Announcing her cancellation, Sierra went out swinging, naming a number of "A-list" web personalities as responsible or culpable. There were recriminations that she was engaging in character assassination. Hundreds of women spoke up on her blog that they too had also been harassed, humiliated and threatened.

"She could have done more homework. Perhaps she overreacted," Tim O'Reilly, a leading technology voice and Sierra's publisher, said in a recent phone interview. "But it's good that it came out. It pointed out that there's a misogynistic thread in our society--much more than people realize. It's not just online. There are zones of nastiness in our society--talk radio, Howard Stern, Rush Limbaugh and the blogosphere. Maybe the difference is just in the code of conduct."

If the blogosphere's organic code of conduct is proving insufficient, perhaps a more explicit one could be created. O'Reilly's impulse was for the blogging community to come together and agree to a code of conduct. It would not be a code to censor, he said, but one of censure. "Shame's gotten a bad rap in recent years," he says. It's not a popular idea. It's associated with a right-wing attitude, but we need to figure out where is the room for shame."

Out of this idea--that problem behavior could be solved by the assertion of a group morality--a group of E-Tech attendees discussed what could be done. "The idea that came out was that we have the ability to set standards," O'Reilly said. Among the precepts: Own your own words and the words you allow on your site. Don't feed the trolls. And most contentiously, discourage anonymity.

Troubling to many was the fact that O'Reilly created a cute little "Civility Enforced" badge that sites in agreement with the code could post.

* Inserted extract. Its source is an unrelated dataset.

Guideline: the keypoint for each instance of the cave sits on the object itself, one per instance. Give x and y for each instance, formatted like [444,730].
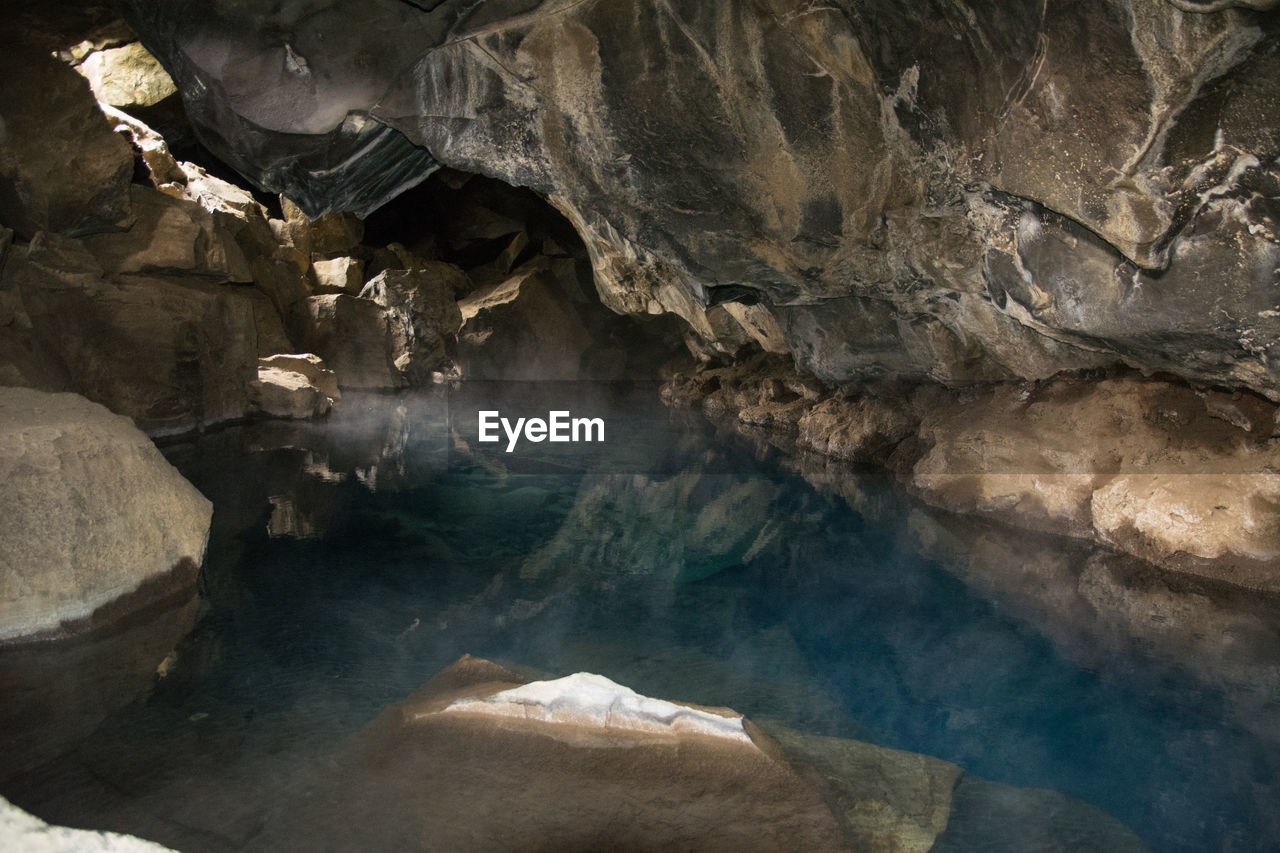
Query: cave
[622,424]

O'Reilly's badges, which even look like Western sheriff's badges, rankled many as Uncle Tim riding into Dodge to bring some law and order to this town and make it safe for honest women. Even A-list blogger Robert Scoble, whose own wife was viciously attacked by trolls, worried that O'Reilly's status in the industry would exert a subtle pressure to get on board. "Will I still be invited to his conferences if I don't sign on?" he wondered.

Women being harassed online is no news at all to those who have been there all along. Erotica writer and online personality Violet Blue said in a phone interview, "It definitely happens to lots of women. It's pedestrian and ordinary at this point. When you provide an opportunity to comment anonymously, it will bring out the worst in anyone. People are saying, 'Kill the women and fuck them after they're dead.' It's a way of emasculating women."

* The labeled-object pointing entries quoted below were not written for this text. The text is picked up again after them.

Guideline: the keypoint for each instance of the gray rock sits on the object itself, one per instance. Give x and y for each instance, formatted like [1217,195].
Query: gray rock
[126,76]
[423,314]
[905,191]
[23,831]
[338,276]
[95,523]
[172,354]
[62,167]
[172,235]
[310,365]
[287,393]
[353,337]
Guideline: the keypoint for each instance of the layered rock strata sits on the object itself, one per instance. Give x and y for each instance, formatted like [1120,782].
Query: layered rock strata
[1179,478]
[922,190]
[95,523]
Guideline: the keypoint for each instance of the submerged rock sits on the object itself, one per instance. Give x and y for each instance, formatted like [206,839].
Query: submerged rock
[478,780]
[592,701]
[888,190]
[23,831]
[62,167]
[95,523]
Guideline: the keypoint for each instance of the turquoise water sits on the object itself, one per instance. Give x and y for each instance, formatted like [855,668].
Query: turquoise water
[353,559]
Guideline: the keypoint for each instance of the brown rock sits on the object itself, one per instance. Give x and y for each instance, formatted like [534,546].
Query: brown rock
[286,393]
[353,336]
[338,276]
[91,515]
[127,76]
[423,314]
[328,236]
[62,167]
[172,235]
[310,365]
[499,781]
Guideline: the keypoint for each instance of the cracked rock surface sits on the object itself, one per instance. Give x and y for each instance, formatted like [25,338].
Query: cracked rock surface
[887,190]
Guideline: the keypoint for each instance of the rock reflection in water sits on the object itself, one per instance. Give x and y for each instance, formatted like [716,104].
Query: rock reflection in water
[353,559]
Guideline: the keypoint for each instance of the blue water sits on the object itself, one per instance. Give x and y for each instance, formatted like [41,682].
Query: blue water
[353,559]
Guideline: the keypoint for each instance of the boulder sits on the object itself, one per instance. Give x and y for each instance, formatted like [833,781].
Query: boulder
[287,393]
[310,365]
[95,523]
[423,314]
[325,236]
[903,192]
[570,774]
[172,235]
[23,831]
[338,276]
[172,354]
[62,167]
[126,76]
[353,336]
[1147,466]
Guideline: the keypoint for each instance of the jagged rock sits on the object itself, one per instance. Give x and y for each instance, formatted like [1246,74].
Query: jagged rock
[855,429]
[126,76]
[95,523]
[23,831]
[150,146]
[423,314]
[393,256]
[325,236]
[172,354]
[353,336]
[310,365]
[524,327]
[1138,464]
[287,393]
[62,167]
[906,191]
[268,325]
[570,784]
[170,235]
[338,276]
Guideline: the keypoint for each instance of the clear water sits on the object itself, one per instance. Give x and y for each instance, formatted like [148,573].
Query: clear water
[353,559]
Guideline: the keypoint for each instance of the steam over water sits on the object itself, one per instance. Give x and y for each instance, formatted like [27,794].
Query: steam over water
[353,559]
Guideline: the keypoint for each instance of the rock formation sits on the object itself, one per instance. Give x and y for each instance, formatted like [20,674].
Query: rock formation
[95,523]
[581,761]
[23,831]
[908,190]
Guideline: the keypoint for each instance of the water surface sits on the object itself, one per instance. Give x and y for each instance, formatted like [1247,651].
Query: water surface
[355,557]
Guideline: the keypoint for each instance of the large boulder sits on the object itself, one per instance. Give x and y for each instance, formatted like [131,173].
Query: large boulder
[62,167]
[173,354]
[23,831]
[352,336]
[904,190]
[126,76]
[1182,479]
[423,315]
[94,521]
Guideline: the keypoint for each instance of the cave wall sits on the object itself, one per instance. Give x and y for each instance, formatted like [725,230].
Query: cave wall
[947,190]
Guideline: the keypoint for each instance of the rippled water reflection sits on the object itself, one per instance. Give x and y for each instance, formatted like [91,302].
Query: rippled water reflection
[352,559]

Tara Hunt, a blogger who was an earlier target of the same people who threatened Sierra, emphasized in an IM conversation that misogyny on the web and in tech circles goes deeper than such obvious brutality. She points to an online video for startup company Ning, in which CEO Gina Bianchini--a very attractive woman in her 30s--demos the company's service. Among the user comments: "David: That is one sexy CEO/Demo. She can Ning me anytime!!" "Ed: I thought this was well-done, informative demo."

Hunt asks, "Is it misogyny? Or just the fact that the technology industry is still so young and clueless about how these comments damage a woman's ability to function in this space? And these comments further go towards making it 'OK' to push women to the edge of this space."

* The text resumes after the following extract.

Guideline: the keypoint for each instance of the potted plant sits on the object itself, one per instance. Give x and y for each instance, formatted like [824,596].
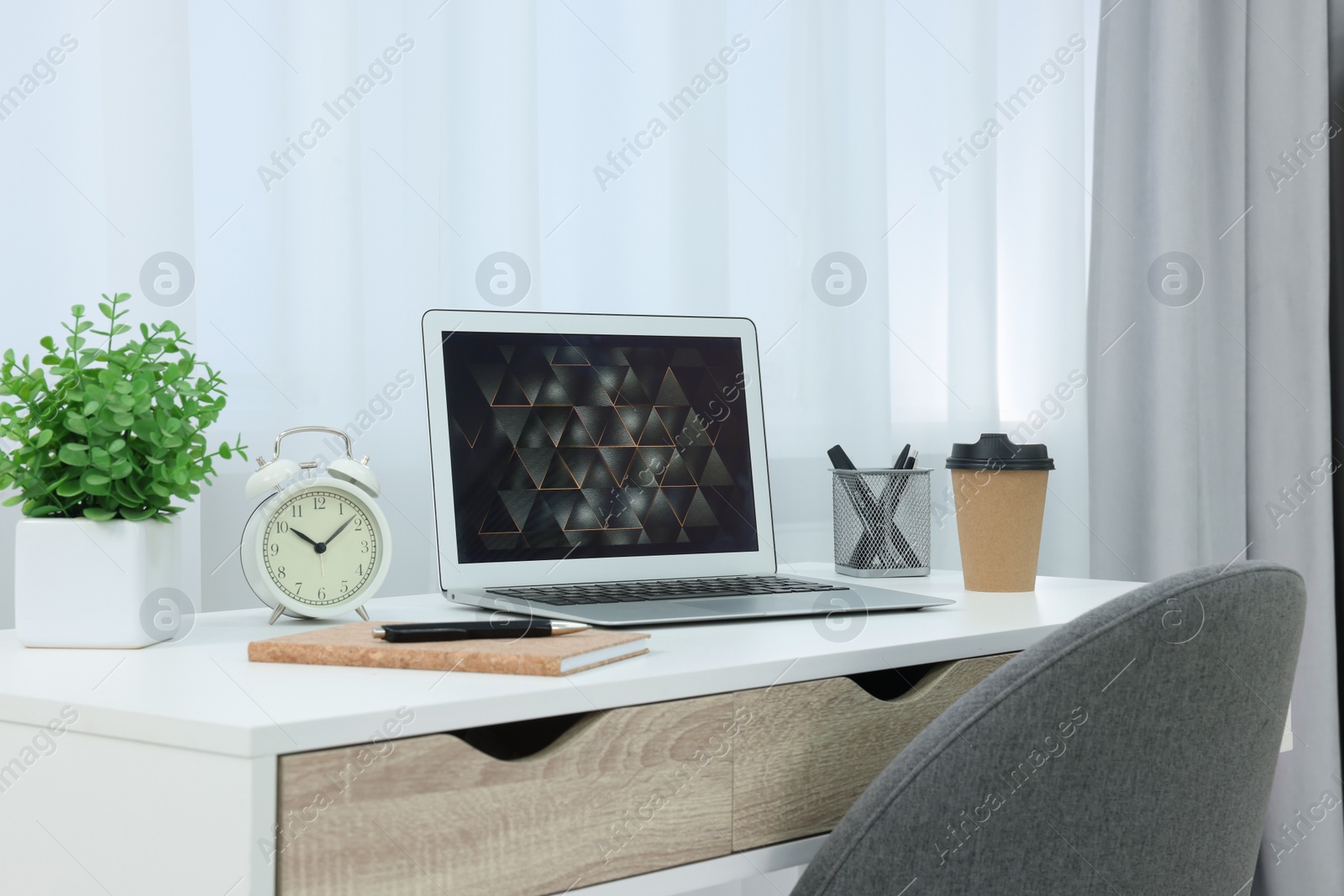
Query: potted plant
[101,441]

As a young woman, Hunt has had to make changes to prosper in the tech world. "I was advised by another woman to be less 'feminine' if I wanted to be heard--and it worked. Now I'm [seen as] a bitch to some, but it's a better position, because I'm taken seriously."

Blue takes exception to Hunt's willingness to become less feminine to get ahead. "We should be cautioned against thinking that people saying others are sexy is wrong. Celebrations of sexuality should be encouraged. If we don't, it gives people who threaten others online more power to do so. I don't see any reason to be less feminine. The more we desexualize ourselves in order to obtain power, the more we allow our sexuality to be used against us. So I'm going to own it."

Whatever the good intentions of O'Reilly's proposal, Blue adds, "There's no add-water instant solution until our wider media culture, including mainstream media, changes its attitudes toward women. We can lead a change to the wider culture, but there's no magic button."